Ramsey e Gallagher continuarono a fissarsi per un lungo gelido momento d’agonia. Poi a Ramsey mancarono le forze e cadde riverso contro un bidone. La mano che reggeva la pistola puntata verso il basso lasciò partire un colpo che si piantò nel ponte a fianco di Gallagher. Gallagher riportò in fretta lo sguardo su MacNeal e lo vide avvicinarsi in fretta a Ramsey, e sparare altre tre volte attraverso il cappotto. Altri tre colpi passarono gli abiti di Ramsey penetrando con un tonfo sordo nel suo corpo.

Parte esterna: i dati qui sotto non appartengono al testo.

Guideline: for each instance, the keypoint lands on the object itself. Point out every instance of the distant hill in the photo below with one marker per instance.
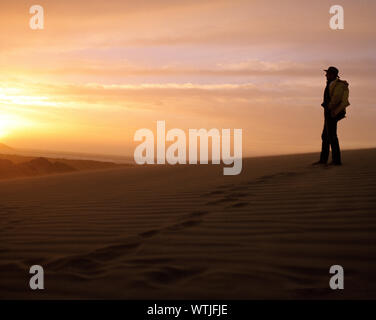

Ramsey venne scagliato all’indietro contro i bidoni e le casse d’imballaggio. Si raddrizzò lentamente come se stesse per iniziare un perfetto esercizio ginnastico, poi si irrigidì improvvisamente, sempre con il sorriso infantile da giocatore di cricket gelato sulle labbra, e cadde sul ponte, ai piedi di Gallagher. Come il braccio di una croce, incrociato con la colonna delle gambe di Gallagher.

Un’auto della polizia e un’ambulanza si fermarono con uno stridio di gomme sul molo accanto alla petroliera. Mentre quattro poliziotti e tre infermieri salivano di corsa la passerella, MacNeal volse le spalle a Gallagher e andò loro incontro. E, mentre gli infermieri correvano verso di lui con una barella, e le valigette nere degli strumenti di medicazione, Gallagher finalmente chiuse gli occhi.

Nel momento in cui l’ambulanza, si allontanava dalla banchina per dirigersi verso la città, Gallagher riapri gli occhi. MacNeal era vicino al suo lettino. Era chinato sul letto e parlava con uno dei medici. Gallagher richiuse gli occhi e si addormentò. Il suo respiro era lento e regolare e il cuore batteva deciso mentre l’ambulanza filava per le vie di Newcastle a sirene spiegate.

In alto sul letto, sopra il corpo di Gallagher, dai flaconi appesi a una rastrelliera, il liquido gocciolava regolare nei tubetti di plastica trasparente fluendo nelle sue vene.